The United Nations and NGOs decided that it was necessary to develop protocols and policy regarding humanitarian organizations working in affected areas as well as policy as to how all the different organizations work together to provide relief. Most NGOs when working in emergencies follow the humanitarian imperative: that action should be taken to alleviate human suffering and that nothing can override that imperative. They also use these guidelines (also called the humanitarian principles) as a basis to their aid deliverance:
- Humanity: Human suffering must be addressed wherever it is found. The purpose of humanitarian action is to protect life and health and ensure respect for human beings.
- Neutrality: Humanitarian actors must not take sides in hostilities or engage in controversies of a political, racial, religious or ideological nature.
- Impartiality: Humanitarian action must be carried out on the basis of need alone, giving priority to the most urgent cases of distress and making no distinctions on the basis of nationality, race, gender, religious belief, class or political opinions.
- Independence:Humanitarian action must be autonomous from the political, economic, military or other objectives that any actor may hold with regard to areas where humanitarian action is being implemented.
information provided by OCHA
When emergencies occur, the UN deploys a “cluster system” that assists NGOs and aid organizations in organizing their resources and priorities. It isn’t always a seamless process; especially during emergencies. But these protocols are in order to help keep humanitarian organizations accountable as well as organized when providing aid in an emergency situation.
Each organization falls into a different cluster depending on the services they provide.
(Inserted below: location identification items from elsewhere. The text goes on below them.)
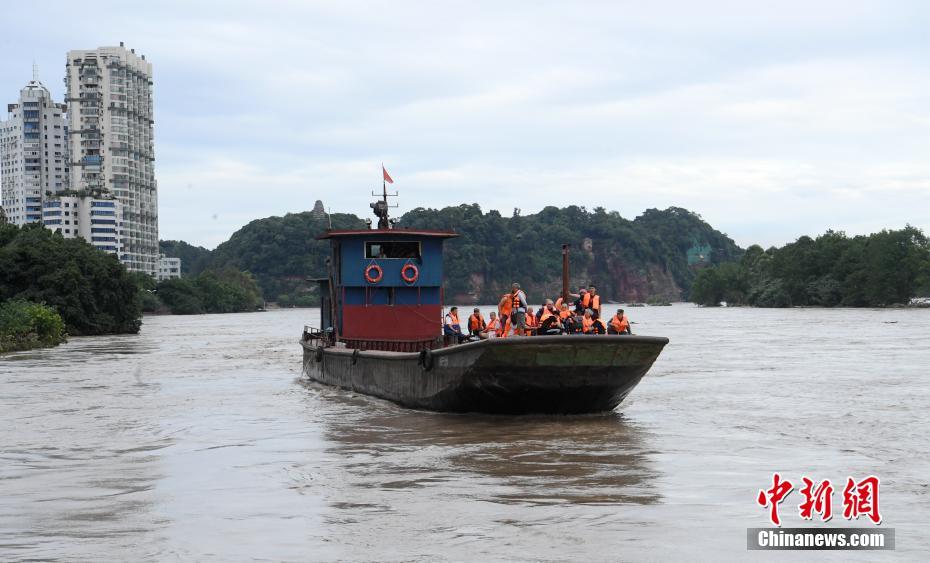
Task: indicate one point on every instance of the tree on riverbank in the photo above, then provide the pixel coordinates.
(224, 291)
(881, 269)
(25, 325)
(90, 289)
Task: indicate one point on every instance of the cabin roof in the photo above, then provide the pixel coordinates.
(388, 232)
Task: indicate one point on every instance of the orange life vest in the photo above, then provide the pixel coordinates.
(506, 304)
(620, 325)
(530, 320)
(505, 330)
(544, 315)
(515, 300)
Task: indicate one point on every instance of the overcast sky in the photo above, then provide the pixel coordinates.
(771, 120)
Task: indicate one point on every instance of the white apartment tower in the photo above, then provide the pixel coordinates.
(33, 153)
(109, 95)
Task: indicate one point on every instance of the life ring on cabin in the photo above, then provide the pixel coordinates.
(378, 273)
(410, 277)
(426, 359)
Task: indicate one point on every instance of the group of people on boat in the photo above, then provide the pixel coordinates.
(514, 317)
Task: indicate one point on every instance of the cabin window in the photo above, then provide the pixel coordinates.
(393, 249)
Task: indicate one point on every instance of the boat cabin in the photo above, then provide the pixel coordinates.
(384, 288)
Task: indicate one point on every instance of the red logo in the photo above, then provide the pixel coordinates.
(859, 498)
(816, 499)
(772, 497)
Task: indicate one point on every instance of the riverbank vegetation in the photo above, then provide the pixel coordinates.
(90, 290)
(224, 291)
(25, 325)
(878, 270)
(629, 260)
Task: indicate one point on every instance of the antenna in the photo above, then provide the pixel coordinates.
(381, 206)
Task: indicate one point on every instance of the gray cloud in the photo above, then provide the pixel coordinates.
(771, 121)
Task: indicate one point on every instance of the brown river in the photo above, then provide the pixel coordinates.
(197, 440)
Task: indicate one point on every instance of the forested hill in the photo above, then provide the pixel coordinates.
(654, 256)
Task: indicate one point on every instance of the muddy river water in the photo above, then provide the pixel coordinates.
(197, 440)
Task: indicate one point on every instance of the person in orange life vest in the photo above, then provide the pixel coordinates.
(549, 322)
(586, 322)
(506, 327)
(594, 301)
(619, 324)
(476, 323)
(582, 302)
(504, 307)
(493, 327)
(518, 309)
(532, 322)
(451, 327)
(598, 327)
(567, 319)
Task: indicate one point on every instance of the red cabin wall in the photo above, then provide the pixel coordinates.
(391, 322)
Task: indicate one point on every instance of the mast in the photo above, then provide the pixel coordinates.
(565, 272)
(381, 206)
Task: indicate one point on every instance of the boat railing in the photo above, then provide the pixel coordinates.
(317, 337)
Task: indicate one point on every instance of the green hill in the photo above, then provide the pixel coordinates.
(656, 255)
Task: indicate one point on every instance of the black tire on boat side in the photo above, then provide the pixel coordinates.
(426, 359)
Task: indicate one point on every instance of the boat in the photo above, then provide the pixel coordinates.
(381, 335)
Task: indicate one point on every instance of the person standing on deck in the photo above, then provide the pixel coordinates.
(493, 327)
(598, 326)
(594, 301)
(549, 322)
(518, 309)
(582, 302)
(587, 321)
(532, 321)
(619, 324)
(452, 328)
(476, 323)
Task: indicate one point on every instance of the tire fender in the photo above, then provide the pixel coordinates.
(426, 359)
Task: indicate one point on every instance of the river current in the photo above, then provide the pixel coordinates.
(197, 440)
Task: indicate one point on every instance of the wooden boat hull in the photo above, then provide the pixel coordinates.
(540, 374)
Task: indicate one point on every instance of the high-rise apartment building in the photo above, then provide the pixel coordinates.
(33, 153)
(109, 95)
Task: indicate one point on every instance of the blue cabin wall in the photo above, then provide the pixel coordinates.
(353, 262)
(390, 310)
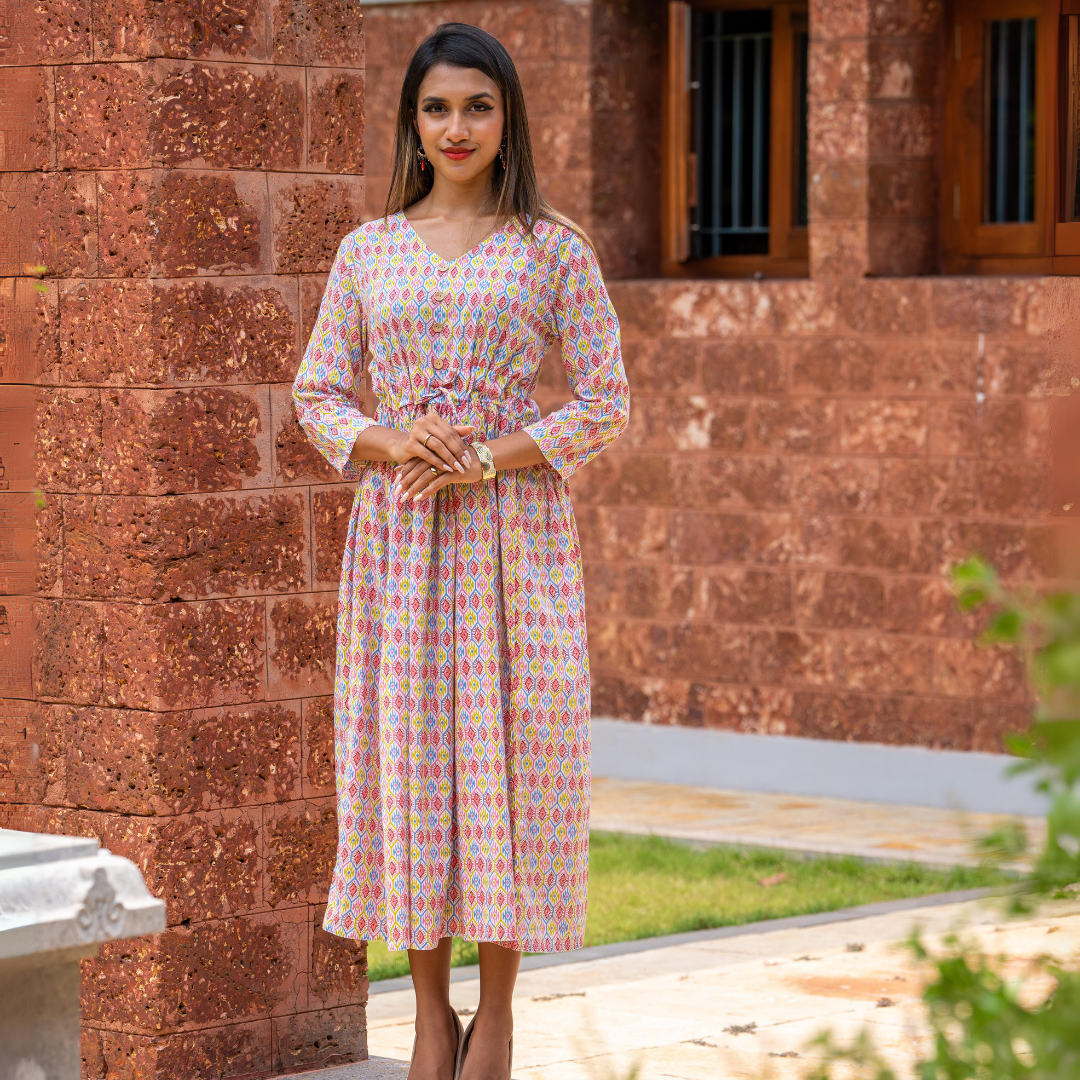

This system is implemented so that during an emergency, all organizations–no matter the size–have a contact that is overseeing the cluster, who has a contact overseeing the emergency response, etc.
Being a humanitarian organization requires more than just a desire to help someone and give to someone; there are expectations, protocols, and policy put in place to maintain the humanitarian imperative.
Can you apply the humanitarian imperative and the humanitarian principles into your own life?
Katie Talley is a summer intern at Concern Worldwide U.S.